February 14, 2007 2:19 PM PST
Emerging markets fuel cell phone growth
As penetration rates in many developed regions such as Europe approach 90 percent or more, mobile operators and handset makers are looking to new markets where people may have never even picked up a regular telephone, let alone a mobile phone, according to a panel discussion Wednesday at the 3GSM World Congress.
The topic has been widely discussed at the conference here, with mobile operators Vodafone, Orange and Telenor outlining their strategies and making announcements.
"There is a massive opportunity for our business in India," Arun Sarin, CEO of Vodafone, said during a keynote address on Tuesday. "We are really excited to move into the rural areas. Whenever we get into these rural areas, we find people love to talk. They light up our base stations immediately."
There are still challenges in dealing with existing infrastructure, coming up with low-cost handsets and putting adoption-driving services into place. But the sheer numbers of potential subscribers make emerging markets a likely source of growth.
Today, there are roughly 2.2 billion cell phone subscribers worldwide. Experts predict that will jump to 3 billion by the end of this year, with much of the growth to come from new subscribers in countries like India, China, Africa and Latin America. As only about one third of people in developing markets have a cell phone, operators believe there is a huge promise for profits.
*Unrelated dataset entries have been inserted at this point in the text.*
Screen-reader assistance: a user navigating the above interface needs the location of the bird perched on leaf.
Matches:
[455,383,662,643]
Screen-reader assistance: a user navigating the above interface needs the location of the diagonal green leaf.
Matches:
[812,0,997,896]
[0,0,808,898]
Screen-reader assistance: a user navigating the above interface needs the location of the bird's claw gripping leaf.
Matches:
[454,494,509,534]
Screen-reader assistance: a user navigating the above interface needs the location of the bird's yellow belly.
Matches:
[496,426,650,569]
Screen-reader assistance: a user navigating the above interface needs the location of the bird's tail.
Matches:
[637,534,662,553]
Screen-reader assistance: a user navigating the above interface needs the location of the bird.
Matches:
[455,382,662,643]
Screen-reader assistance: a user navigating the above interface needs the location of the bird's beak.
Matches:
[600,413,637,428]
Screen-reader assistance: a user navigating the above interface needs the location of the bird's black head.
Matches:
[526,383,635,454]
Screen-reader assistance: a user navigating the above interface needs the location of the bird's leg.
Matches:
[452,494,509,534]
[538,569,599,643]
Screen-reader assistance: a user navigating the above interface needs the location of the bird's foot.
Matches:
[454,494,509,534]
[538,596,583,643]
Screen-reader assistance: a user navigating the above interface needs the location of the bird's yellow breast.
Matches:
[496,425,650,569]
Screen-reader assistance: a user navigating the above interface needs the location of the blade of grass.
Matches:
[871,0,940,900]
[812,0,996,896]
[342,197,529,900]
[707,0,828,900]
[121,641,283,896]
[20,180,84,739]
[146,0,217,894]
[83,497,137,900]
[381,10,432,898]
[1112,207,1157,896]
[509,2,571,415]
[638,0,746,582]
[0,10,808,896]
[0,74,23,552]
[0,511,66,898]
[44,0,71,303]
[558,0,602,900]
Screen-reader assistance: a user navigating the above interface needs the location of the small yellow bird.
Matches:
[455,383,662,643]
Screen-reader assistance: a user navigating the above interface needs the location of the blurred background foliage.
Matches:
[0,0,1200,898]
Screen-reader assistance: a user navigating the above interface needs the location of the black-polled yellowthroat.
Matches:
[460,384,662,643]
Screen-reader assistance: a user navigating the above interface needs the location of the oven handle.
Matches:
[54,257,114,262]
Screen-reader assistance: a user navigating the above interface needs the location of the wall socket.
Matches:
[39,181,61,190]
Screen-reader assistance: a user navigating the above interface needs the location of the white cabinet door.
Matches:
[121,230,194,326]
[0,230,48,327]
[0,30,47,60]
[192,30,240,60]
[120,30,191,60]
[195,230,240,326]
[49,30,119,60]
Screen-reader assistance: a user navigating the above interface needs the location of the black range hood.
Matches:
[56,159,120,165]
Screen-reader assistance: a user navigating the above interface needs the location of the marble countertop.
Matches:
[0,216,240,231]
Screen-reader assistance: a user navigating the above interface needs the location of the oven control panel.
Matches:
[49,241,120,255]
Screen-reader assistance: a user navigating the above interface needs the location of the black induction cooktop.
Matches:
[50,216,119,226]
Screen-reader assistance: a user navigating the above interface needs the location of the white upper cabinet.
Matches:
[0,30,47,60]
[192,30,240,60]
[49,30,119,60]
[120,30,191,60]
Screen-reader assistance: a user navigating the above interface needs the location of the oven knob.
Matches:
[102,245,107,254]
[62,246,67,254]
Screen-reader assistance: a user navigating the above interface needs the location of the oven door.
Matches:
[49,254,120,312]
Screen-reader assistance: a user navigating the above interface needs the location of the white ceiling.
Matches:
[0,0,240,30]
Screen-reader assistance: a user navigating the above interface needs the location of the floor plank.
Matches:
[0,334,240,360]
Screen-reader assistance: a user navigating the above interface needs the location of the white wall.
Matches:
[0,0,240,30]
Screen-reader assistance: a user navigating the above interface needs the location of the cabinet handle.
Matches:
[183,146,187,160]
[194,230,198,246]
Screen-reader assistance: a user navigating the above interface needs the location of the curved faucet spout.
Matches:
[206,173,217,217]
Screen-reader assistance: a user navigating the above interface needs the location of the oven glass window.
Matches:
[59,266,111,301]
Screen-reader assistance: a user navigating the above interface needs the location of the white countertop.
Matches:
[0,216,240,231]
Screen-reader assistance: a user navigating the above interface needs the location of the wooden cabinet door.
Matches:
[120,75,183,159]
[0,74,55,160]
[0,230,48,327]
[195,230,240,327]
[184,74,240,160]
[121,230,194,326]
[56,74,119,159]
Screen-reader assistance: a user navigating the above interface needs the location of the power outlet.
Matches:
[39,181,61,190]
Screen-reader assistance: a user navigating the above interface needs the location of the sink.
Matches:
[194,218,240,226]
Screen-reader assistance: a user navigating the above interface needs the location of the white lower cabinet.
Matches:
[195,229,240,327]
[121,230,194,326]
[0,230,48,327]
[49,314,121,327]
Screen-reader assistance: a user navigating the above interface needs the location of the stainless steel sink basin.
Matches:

On the eve of the conference, for example, global industry leader Vodafone announced that it had gained a controlling stake in Indian operator Hutchison Essar. In India, about 13 percent of people have cell phones. Vodafone's Sarin said that he expects market penetration to reach 40 percent, or 500 million subscribers, within a few years.
Hurdles to overcome
But chasing after this untapped market is challenging. In many countries, the electrical infrastructure is so unreliable that operators are using generators to power bay stations. And dealing with local government regulations and taxation can also be tough. For example, taxes in Brazil account for roughly 44 percent of a cellular subscriber's monthly bill.
"For companies that have less than a 25 percent profit margin, it's difficult to generate enough cash to expand the business and cover more rural areas where you know the return will be much lower," Roberto Oliveira de Lima, CEO of Brazilian wireless carrier Vivo, said during the panel discussion at 3GSM Wednesday. "So we try to balance the profits as best we can."
In general, mobile operators generate significantly less revenue from customers in emerging markets than they do from customers in more developed regions. For example, major carriers in the U.S. can expect to bring in about $50 in revenue per subscriber a month. Compare that with Brazil, where 80 million people have a family income that totals less than $400 per month. Carriers there can expect between $3.50 to $7 in revenue per user a month.
As a result, operators must select equipment carefully, to make sure that their handsets aren't priced too high for customers and that their network equipment isn't costing the company too much.
"The average ARPU (average revenue per user) isn't what we're used to," said Jon Fredrik Baksaas, CEO of Norwegian carrier Telenor, who also participated in the panel. "So the services we offer have to be tailored to reach new users. And the industry is challenged to work with vendors to bring both the handset and network costs down."
Nokia, the world's largest handset maker, has proven that money can be made from low-cost phones for the developing world. To do so means manufacturing handsets that can sell for less than $100, while still maintaining healthy profit margins.
"In the developing world, most people who can afford a phone already have one," Antonio Torres, director of business development for entry-level mobile phones at Nokia, said during an interview. "The challenge is making phones affordable for people who have an income of about $50 to $100 per month. For these people, buying a cell phone is like buying a car. It's a huge investment."